A new report released by Asite highlights the importance of digital twins across all sectors, including manufacturing, health and housing. Housing Industry Leaders analyses the ‘Digital Twin: Weaving the Golden Thread’ report, to reveal the foundations required for wide-scale implementation of digital twins as we head towards Industry 4.0.
Undoubtedly, digital twins are set to usher in a new and exciting digital era. To ensure this technological push is as successful as possible, Asite has published a report to examine the ways to build digital twins.
Asite’s open construction platform enables organizations working on capital projects to come together, plan, design, and build with seamless information sharing across the entire supply chain.
With the main focus on the idea of the golden thread of information. The report states: “A digital twin relies on sensor data from its physical counterpart and includes a combination of metadata, event data, and analytics. To enhance insights, improve performance, and optimize decision making, a digital twin needs lots of rich, diverse, and reliable asset-related data.”
Additionally, the report focuses on three core principles, which are:
- 75% of companies from various industries across six countries have already implemented or plan to implement a digital twin within a year.
- Openness, collaboration, and interoperability need to be embraced to optimize the implementation of digital twin technology.
- A global digital framework could help industries overcome the challenges currently inhibiting digital twins.
Trans-national support for digital twins
As shown above, three-quarters of companies from many different industries have already implemented or plan to implement a digital twin within a year. This proves there is a massive swell of support for using digital twins to improve services across the country and even further than that.
Despite this multidisciplinary support, data fragmentation is a huge obstacle for the golden thread of information. Digital twins work best when there is a seamless flow of data from the beginning of the project throughout its life cycle and beyond.
Fragmentation and lack of robust methods of data exchange have resulted in data being utilized poorly. Through this, insights can be routinely lost which leads to deployed solutions not being optimized.
Nathan Doughty, CEO of Asite explained: “In fluctuating and increasingly uncertain times, digital twins can provide the built environment with a level of predictability and certainty that we need to remain resilient.”

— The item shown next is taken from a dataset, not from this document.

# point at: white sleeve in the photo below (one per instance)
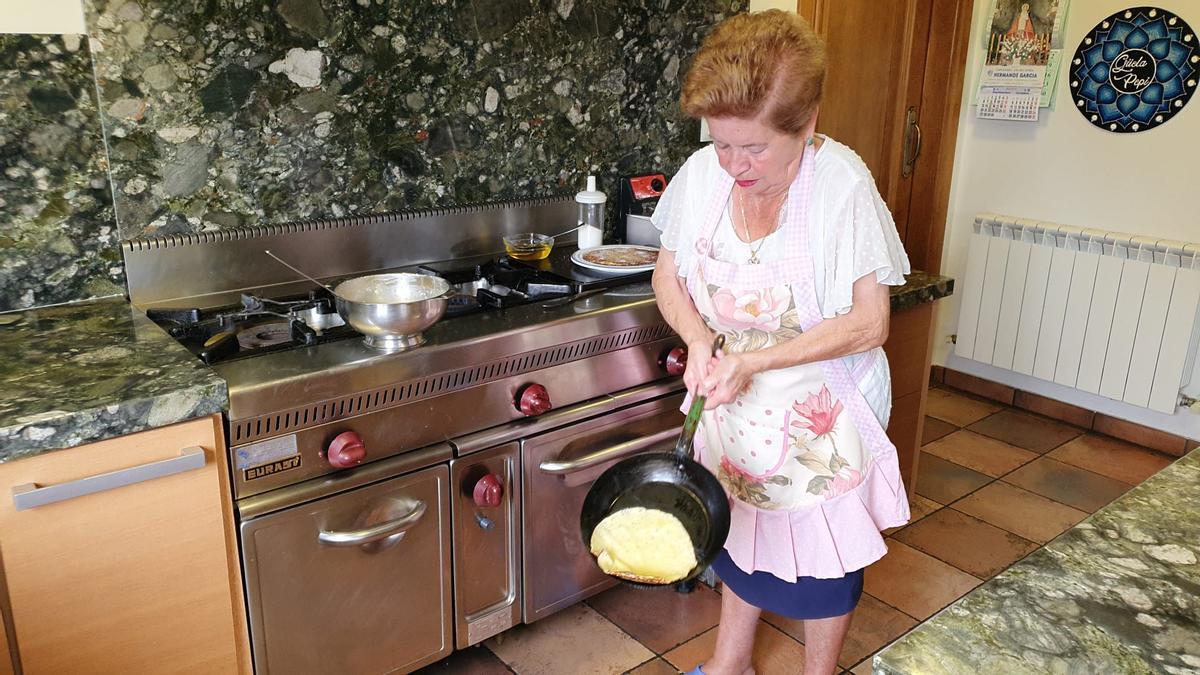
(671, 216)
(864, 240)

Digital fragmentation a solvable issue
Housing Industry Leaders was told to tackle digital fragmentation: “Digital twin technology needs to realise its potential. We need a common open platform that will allow us to send, receive, capture, store, and share structured and unstructured data. This will help us to collaborate without barriers – and specifically, without vendor lock-in or proprietary software.”
The Asite Platform connects a growing ecosystem of partners through standardized interfaces, consolidating strengths to unlock everything digital twins have to offer.

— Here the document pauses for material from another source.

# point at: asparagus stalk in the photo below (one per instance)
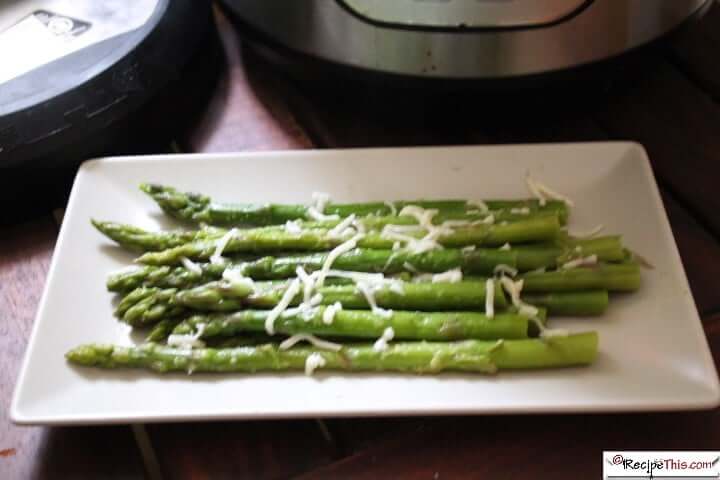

In addition to openness and collaboration, the report also explains that developing a global digital framework will aid in overcoming challenges currently facing digital twins.
Digital twin technology needs to realise its potential. We need a common open platform that will allow us to send, receive, capture, store, and share structured and unstructured data
“Establishing how data is used, maintained, and shared would allow us freely share and interpret data and insights, creating an accurate record of a project and providing the optimal conditions for digital twins to thrive,” added Nathan.
Furthermore, the snapshot report looks at the deployment and potential capabilities of digital twins across traditional industries.
This includes city planners, who have become early adopters of digital twin technology using virtual models to gain a competitive edge; retailers, who are using digital twins to create customer personas, thereby enhancing services and improving product offerings.
Housing is also an area of interest as it can be used to make smarter and more sustainable decisions for our communities to deliver better quality homes. In the manufacturing sector, where the technology holds the most compelling promise with digital twins set to impact the way products are designed, manufactured, and maintained.
This technology is not only capable of providing valuable insight into infrastructure but also on a human level. The use in healthcare could be the creation of a digital replica of a patient, which can then be used by surgeons and health professionals to practice procedures in a simulated environment.
What is clear, is that as we move towards industry 4.0, solving these challenges at the early stages of digital twins, will improve the rollout and success of technology to improve multiple aspects of human life, behaviour and infrastructure.